Private-market value. It's a simple concept most investors overlook.
Yet it's an approach that has catapulted fund manager Mario Gabelli into the billionaires' club. He's made big profits at his firm, GAMCO Investors, which now manages more than $40 billion in client assets.
What is private-market value?
Private-market value, or PMV, is the estimation of what a company would be worth if it were private. Gabelli keeps a keen eye on the merger and acquisition (M&A) trends in many industries, keeping him updated on what any still-public company might receive in a buyout offer. He's not looking for these companies to be acquired, per se, but instead correctly notes that the market will eventually reward these temporarily underpriced stocks.
But how has Gabelli fared using the PMV approach?

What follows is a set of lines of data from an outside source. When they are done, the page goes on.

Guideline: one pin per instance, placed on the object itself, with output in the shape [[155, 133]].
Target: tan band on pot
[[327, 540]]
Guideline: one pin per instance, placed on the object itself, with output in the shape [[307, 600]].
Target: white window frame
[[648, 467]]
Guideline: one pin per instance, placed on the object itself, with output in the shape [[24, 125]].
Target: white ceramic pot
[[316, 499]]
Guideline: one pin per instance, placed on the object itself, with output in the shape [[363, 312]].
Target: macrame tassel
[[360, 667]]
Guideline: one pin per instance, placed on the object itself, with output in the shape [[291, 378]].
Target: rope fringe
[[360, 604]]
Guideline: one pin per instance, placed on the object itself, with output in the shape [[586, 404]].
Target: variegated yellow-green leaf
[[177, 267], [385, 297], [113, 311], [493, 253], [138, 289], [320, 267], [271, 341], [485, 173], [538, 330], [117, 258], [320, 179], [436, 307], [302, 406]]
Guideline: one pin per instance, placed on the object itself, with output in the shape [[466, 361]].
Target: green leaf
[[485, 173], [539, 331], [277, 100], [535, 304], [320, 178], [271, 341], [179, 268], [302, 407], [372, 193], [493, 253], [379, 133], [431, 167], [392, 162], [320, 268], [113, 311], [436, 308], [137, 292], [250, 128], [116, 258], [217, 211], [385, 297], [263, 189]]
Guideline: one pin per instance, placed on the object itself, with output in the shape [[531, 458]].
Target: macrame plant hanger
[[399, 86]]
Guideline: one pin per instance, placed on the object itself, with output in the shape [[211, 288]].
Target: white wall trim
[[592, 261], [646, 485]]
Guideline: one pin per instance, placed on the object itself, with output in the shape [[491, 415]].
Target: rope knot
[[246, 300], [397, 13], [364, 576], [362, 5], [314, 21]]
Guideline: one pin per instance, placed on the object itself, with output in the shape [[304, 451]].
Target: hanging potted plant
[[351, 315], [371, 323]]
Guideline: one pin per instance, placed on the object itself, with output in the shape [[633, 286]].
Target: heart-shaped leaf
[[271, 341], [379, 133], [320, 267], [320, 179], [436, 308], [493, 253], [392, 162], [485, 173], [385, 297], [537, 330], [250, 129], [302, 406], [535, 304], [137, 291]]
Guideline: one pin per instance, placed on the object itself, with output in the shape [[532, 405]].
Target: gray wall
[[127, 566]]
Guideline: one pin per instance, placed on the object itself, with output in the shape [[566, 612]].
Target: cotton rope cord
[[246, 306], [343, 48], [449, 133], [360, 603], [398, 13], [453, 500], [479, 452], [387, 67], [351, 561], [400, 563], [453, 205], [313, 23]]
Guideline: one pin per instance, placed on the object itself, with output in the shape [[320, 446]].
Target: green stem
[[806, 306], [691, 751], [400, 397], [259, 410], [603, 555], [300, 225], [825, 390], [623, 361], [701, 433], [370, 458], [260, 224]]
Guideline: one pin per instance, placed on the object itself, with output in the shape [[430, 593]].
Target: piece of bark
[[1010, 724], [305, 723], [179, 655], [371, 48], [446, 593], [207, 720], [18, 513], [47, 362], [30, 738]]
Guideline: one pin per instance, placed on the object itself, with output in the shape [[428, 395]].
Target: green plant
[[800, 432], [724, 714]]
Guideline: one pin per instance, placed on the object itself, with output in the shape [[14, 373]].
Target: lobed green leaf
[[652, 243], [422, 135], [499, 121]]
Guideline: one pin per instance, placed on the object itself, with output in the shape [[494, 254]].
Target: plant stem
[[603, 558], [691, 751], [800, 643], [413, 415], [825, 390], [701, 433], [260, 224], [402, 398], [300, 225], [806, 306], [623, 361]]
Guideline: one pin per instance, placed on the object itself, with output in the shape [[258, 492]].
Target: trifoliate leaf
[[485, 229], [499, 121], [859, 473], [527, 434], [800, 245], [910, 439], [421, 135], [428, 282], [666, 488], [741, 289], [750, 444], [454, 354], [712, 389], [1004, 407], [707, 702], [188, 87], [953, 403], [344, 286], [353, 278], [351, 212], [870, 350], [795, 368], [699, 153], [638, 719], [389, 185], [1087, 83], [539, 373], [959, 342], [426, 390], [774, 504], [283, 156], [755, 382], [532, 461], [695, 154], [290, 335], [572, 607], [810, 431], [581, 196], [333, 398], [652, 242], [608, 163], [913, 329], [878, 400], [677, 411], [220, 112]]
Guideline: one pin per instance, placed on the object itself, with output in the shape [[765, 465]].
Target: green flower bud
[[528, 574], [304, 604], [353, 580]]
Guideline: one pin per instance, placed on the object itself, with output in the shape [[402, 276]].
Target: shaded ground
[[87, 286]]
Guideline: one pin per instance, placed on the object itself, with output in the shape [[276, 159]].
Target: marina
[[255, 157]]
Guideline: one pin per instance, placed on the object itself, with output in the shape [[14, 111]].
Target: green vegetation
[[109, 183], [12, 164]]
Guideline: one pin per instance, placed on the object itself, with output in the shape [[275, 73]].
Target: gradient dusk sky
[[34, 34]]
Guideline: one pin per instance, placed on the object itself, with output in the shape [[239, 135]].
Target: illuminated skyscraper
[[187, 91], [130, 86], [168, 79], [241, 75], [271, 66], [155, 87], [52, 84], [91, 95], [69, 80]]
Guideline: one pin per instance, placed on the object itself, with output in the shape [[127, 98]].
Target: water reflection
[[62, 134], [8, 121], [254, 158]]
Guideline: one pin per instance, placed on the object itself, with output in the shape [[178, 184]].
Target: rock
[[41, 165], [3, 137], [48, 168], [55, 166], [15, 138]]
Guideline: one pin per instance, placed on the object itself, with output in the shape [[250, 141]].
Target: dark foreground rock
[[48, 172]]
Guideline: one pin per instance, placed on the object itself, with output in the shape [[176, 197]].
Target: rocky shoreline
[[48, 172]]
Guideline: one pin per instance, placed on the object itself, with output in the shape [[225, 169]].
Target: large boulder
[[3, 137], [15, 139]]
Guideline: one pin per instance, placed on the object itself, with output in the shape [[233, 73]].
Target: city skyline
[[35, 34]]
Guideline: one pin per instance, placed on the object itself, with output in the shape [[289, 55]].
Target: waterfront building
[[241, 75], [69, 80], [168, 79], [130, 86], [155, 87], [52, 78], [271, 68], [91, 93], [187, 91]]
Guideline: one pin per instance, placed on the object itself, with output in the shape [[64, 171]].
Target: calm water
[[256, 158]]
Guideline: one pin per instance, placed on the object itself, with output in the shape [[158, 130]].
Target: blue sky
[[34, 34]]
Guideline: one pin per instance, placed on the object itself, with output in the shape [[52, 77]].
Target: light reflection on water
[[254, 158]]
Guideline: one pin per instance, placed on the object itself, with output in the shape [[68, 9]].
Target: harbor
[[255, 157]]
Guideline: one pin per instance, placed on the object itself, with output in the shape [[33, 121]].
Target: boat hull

GAMCO's investors have earned an average of 11.7% a year (after fees) over the past 25 years, beating the S&P 500's 9.7% annualized gain, according to GuruFocus.com. That may not seem like much at first blush, but thanks to the power of compounding, that adds up to a 50% gain on a cumulative basis compared with the benchmark.
With that in mind, it pays to look at what Gabelli and his team are buying. In the past few weeks, GAMCO has announced new or extended purchases of the following companies:
Marine Products (NYSE: MPX)
When the U.S. economy was free-falling in 2008, consumers stopped buying expensive toys. Sales of recreational vehicles (RVs) and boats plunged. As investors fled these stocks, Gabelli waded in, buying 963,000 shares of this boat builder. And he's been (mostly) buying ever since. With a fresh purchase of 123,000 shares in the first quarter of 2013, GAMCO now owns 1.4 million shares of Marine Products.
Gabelli's timing was a bit premature, as few consumers bought RVs and boats in the first few years after the recession. Yet this industry is finally springing to life. Marine Products recently posted a 17% gain in first-quarter sales -- and if history is any guide, it's on the cusp of a sustained upturn.
In 2004 through 2007, Marine Products always generated at least $244 million in revenue (and earnings per share (EPS) was typically above 50 cents). That sales figure slumped to $106 million in 2001, rebounded to $148 million in 2004 and could hit $175 million by next year, according to consensus forecasts. Gabelli is likely adding to this position now in anticipation of an eventual sales rebound north of $200 million within a few years.
Ferro Corp. (NYSE: FOE)
GAMCO made a bold move in the fourth quarter of 2008, buying 6.7 million shares of this specialty materials provider at an average price of $11. Shares eventually plunged below $5 as the global economic slowdown really took effect. Undeterred, GAMCO has been mostly deepening its hold on this stock, acquiring 1.4 million more shares in just the past quarter, bringing its total holding to 8.4 million shares.
Even as GAMCO has taken a passive interest in Ferro, activist investors have been pressuring the company to consider value-enhancing moves.
For example, they would like the company to meet with A. Schulman (Nasdaq: SHLM), which had offered $6.50 a share to buy the company and hints of a sweeter offer to come if Ferro engages in talks. GAMCO probably thinks a higher offer is warranted, considering its $8 a share average basis price in all its purchases, which is roughly 15% above the current share price.
Superior Industries International (NYSE: SUP)
GAMCO was also an early buyer of this beleaguered auto parts supplier in 2008, when its shares stumbled along with the entire sector. But this was no "bear-market special."
Shares have been on the upswing in recent quarters, and GAMCO is still buying. In fact, Gabelli has acquired 900,000 more shares during the past five quarters, doubling the size of his stake in this provider of lightweight aluminum wheels for cars and light trucks.
The rebound in the auto industry appears to have caught Superior off guard. The company's low-cost plants in Mexico are turning away business as they are already operating at capacity. As a result, management recently announced plans to expand those plants to handle higher production volumes and build a completely new plant in the Mexican state of Chihuahua, though such efforts will likely take several quarters to complete.
A key catalyst for this stock: Superior has almost $200 million in cash and no debt, and after the plant investments have been completed, management suggests that a share buyback program may be announced, augmenting the current dividend, which already yields 3.5%.
Risks to Consider: GAMCO appears to favor economically sensitive business models, which carry a higher degree of risk should the economy slump anew.
Action to Take --> These picks aren't especially sexy, but they reflect a sense that their bases of assets are being undervalued by the market. GAMCO has held some of these stocks for a number of years, which implies a farsighted view on portfolio gains. The fact that shares are still being bought, even after they have moved up from the original purchase price levels, tells you they still possess a PMV greater than their current market value.